Comparison with the upper limb
In the upper limb it has been demonstrated that the M2 response is probably transcortical (Day et al. 1991; Palmer & Ashby, 1992), whereas the data in the present study, using similar methodology, suggest that M3, but not the M2 response, is - at least partly - transcortical. This emphasizes that responses in different muscles are not comparable, as also suggested by Thilmann et al. (1991), but contrary to those authors we believe that this is not necessarily due to a difference in the organization of the control of the muscles, but rather to an unfortunate naming of the responses. What is called an M2 response in the upper limb thus seems to correspond, at least in terms of the underlying mechanism, to what is called an M3 response in the lower limb. Such misleading labelling of the responses is naturally bound to cause confusion and may also lead to wrong conclusions. Using the alternative labelling, short-latency, medium-latency and long-latency responses, also does not help much in this respect. From our point of view the most reasonable would therefore be to maintain the present labelling, while realizing that responses with the same name are not necessarily equivalent - at least when comparing the lower and upper limbs.

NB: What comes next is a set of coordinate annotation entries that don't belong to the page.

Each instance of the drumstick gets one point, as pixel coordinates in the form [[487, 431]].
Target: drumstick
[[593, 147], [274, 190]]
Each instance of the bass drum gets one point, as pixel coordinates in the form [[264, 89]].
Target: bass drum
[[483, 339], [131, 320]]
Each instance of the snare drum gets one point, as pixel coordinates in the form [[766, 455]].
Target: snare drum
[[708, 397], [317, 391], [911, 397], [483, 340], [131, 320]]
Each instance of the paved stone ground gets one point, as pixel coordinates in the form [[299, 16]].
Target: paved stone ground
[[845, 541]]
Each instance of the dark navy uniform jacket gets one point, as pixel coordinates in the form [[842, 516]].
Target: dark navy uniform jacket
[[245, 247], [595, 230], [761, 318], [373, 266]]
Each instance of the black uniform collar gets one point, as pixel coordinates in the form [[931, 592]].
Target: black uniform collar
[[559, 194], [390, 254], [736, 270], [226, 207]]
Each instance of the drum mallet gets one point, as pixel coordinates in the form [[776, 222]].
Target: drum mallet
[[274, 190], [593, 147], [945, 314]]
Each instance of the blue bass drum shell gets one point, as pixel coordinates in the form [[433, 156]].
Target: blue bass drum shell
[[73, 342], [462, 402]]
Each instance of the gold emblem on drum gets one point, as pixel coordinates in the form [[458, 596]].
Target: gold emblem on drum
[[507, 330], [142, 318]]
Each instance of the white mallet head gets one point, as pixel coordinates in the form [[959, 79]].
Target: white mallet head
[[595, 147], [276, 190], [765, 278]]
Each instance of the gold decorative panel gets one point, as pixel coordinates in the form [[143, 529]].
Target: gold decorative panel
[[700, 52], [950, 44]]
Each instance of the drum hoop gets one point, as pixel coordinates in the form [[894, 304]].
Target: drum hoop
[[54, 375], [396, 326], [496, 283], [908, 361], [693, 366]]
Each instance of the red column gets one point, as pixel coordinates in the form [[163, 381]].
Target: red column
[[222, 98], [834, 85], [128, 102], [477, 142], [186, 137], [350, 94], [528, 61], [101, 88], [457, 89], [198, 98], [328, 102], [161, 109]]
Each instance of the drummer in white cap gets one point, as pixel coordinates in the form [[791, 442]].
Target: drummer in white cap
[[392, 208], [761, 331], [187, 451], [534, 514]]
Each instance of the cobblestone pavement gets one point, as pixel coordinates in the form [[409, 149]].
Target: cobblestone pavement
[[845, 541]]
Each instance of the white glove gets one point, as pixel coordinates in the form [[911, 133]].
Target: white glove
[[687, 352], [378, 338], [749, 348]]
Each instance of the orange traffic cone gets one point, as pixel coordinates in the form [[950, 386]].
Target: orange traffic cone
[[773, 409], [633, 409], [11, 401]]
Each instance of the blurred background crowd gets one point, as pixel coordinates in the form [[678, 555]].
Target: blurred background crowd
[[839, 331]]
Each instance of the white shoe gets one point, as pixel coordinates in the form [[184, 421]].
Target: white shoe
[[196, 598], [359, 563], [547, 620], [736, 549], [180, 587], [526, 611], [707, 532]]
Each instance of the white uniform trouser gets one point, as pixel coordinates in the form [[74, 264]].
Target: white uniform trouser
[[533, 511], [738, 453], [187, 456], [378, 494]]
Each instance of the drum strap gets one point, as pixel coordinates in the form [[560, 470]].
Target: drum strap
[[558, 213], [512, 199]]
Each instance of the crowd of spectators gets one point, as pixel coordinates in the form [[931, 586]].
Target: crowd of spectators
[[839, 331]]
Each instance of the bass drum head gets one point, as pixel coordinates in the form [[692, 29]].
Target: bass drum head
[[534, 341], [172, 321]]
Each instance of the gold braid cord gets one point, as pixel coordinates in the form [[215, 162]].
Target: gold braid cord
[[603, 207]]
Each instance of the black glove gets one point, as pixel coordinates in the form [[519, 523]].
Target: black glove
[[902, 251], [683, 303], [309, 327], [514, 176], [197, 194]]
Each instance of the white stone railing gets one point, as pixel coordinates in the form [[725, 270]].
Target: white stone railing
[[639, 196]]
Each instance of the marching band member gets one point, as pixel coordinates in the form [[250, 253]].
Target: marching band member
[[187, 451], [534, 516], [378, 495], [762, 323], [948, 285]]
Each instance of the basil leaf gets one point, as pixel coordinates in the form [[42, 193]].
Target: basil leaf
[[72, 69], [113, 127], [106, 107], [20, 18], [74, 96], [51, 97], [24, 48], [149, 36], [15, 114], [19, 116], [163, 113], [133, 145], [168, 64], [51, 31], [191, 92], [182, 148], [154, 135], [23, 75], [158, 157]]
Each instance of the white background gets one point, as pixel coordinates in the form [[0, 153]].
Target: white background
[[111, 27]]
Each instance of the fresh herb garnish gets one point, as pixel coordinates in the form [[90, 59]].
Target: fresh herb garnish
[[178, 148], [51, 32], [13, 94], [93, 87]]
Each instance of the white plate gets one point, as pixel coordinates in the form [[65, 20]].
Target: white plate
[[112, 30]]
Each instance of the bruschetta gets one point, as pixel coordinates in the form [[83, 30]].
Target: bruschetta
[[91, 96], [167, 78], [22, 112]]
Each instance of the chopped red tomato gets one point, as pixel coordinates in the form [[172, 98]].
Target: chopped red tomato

Implications for motor control
It is difficult to draw conclusions regarding the functional significance of the transcortical pathway to TA. One important reason for this is that it is not known whether the pathway we have described is closed, or perhaps even more facilitated, during tasks that are more ‘natural’ than the tonic contraction in sitting subjects investigated here. However, since M3 was generally of the same size as M1 and M2 in the precontracted muscle (see Fig. 1; see also Toft et al. 1989), it seems reasonable to assume that the reflex mediated by the pathway does make a rather substantial contribution to the regulation of the muscle and ankle joint stiffness at least in this particular task. We speculate that one advantage of a transcortical reflex pathway is that it allows more flexibility than a purely segmental pathway and that the automatic response to stretch may be set in advance according to motivational and environmental influences (see also Chan, 1983). In this context it is of interest that Marple-Horvat et al. (1993) found that corticospinal cells in the cat reacted strongly to unexpected perturbations at the onset of stance. In those experiments, the cats walked on a horizontal ladder, which requires a significant visumotor co-ordination, and it was suggested that the reaction of the corticospinal cells constitutes an automatic transcortical reaction when the support unexpectedly gives way. It may be speculated that the transcortical reflex that we have provided evidence for here serves a similar function as the reactions described by Marple-Horvat et al. (1993).
This work was supported by grants from the Danish Medical Research Council, the Danish Sports Research Council, the Danish Research Foundation and the Danish Society of Multiple Sclerosis.